My dream-life has been off-the-scale intense, populated by strangers demanding I change my life. The tarot spreads of my daily meditations keep saying so, too–that I’m feeling a call and soon to walk away from something but resisting change so far. I must have carried that energy to Harpers Ferry this weekend, when my spouse and I met our kids for a pseudo-Parents Weekend at a rented house. They all seem much more balanced at life cruxes than I am: my husband unbalanced by midlife transitions; my college-aged son, just turned 21, trying to divine what he wants to do with his life; my 24-year-old daughter recovering from a tough summer and pondering grad school. Me, I’m just a postmenopausal writer struggling to straddle different obligations, a bunch of books behind me and more in development, although in general I’m trying to treat myself more kindly. I’m not exactly sure what the big transformation is although my unconscious keeps insisting it’s coming.

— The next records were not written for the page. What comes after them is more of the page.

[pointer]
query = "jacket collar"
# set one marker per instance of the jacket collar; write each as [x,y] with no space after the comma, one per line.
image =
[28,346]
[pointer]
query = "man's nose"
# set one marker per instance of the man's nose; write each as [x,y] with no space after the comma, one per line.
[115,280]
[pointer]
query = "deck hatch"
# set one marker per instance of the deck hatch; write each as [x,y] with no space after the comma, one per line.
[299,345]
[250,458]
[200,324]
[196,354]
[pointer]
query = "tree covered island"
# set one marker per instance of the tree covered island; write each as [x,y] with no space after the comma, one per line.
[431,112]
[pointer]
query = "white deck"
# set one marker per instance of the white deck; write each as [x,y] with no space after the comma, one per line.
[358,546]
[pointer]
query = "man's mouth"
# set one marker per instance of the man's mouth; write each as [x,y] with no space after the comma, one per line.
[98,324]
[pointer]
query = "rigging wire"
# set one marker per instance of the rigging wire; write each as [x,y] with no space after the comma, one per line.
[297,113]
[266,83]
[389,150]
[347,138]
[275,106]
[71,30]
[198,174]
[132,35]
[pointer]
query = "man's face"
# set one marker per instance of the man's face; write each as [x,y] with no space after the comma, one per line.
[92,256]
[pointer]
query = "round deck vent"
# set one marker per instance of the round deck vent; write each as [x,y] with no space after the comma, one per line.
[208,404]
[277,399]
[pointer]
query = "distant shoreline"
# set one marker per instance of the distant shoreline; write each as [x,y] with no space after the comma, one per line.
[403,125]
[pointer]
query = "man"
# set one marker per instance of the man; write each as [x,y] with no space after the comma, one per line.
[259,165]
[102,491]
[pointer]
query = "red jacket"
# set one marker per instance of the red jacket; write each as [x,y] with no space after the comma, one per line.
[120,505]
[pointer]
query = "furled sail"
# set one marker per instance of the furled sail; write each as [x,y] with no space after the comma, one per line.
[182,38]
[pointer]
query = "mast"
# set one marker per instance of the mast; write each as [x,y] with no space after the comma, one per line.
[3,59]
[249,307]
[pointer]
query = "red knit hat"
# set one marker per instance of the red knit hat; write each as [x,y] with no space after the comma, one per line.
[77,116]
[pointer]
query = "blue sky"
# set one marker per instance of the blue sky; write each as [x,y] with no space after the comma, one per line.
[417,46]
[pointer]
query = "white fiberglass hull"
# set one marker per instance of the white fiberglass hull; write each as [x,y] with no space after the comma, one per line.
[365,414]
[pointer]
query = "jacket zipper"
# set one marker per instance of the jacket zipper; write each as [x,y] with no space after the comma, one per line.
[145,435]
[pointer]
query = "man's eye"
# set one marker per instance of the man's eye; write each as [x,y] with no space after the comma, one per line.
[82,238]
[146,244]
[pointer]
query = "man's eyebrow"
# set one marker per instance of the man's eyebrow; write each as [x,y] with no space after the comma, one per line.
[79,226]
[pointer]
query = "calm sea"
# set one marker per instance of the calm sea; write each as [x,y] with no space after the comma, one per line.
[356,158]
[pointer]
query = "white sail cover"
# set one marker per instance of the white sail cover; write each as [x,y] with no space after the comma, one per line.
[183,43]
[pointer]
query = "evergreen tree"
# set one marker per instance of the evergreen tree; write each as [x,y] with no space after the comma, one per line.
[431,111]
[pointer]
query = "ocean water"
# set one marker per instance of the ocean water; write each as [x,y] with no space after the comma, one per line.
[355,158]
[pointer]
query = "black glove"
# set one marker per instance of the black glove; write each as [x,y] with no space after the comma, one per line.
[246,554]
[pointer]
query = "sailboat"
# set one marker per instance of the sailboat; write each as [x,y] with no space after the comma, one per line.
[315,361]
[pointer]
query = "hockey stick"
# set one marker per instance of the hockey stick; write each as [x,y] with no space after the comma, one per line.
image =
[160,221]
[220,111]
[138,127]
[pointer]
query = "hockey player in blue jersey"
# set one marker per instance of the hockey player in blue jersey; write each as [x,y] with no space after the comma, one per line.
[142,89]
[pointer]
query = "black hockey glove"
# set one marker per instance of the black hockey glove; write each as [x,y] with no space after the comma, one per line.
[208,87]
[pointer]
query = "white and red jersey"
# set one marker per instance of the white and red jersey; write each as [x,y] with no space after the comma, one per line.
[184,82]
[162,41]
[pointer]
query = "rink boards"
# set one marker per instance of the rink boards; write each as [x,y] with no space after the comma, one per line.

It was the perfect landscape for wondering about it, where the Shenandoah and Potomac converge in sparkling streams. Perhaps because we were VRBOing in a Civil War-era house, different histories seemed to be streaming together, too. Union and Confederate troops battled furiously over this bit of land and water; for a while it was something like an international border. Perhaps that was why I kept hearing ghost-men sobbing and moaning during the night, although there’s also a brutal history of enslavement to consider. The river is now lined by ruined mills among which we walked as the morning fog burned off.

Lesley Wheeler, Dream, river, poetic convergences

we leave the porchlight on at night
but I am not sure why
no one is coming
this light weakens at sunrise
as if the lamp itself is tired
from its long hours of labor
and something in the air at dawn tastes of change
whatever this is doesn’t require my permission
i turn the light off and put on some coffee
all the while the entire planet has been spinning
as it does throughout all the years of our lives
think of that

James Lee Jobe, whatever this is doesn’t require my permission

There was more wind than we would have liked, but it felt good to move in the fresh air – with the fresh air – outside of the little black box where we all spend the majority of our days. With another group of students, I would have had them let the wind push them around. I would have had them risk the judgemental looks from people passing by. I would have reminded them to commit, to challenge the onlookers’ projections of insecurity, to confuse them. Forget them. Forget the swan. But these students have been affected by the Covid restrictions for most of their theatre studies. There’s little trust in each other, little trust in in their own bodies… little trust in me.

The sunshine barely grazed my skin, but felt good on my retinas. Since the morning and evening walks are in the dark now, it felt like a flicker of past already. Everything is softer now, during this transition. Winter’s sharpness will come, but right now there is a bluntness to the days.

The afternoon is a oversized, red rubber ball that smells like the dark side of childhood.

Everything in its time, returning in its time with a surprising perspective. I am in a holding pattern. Holding so very much.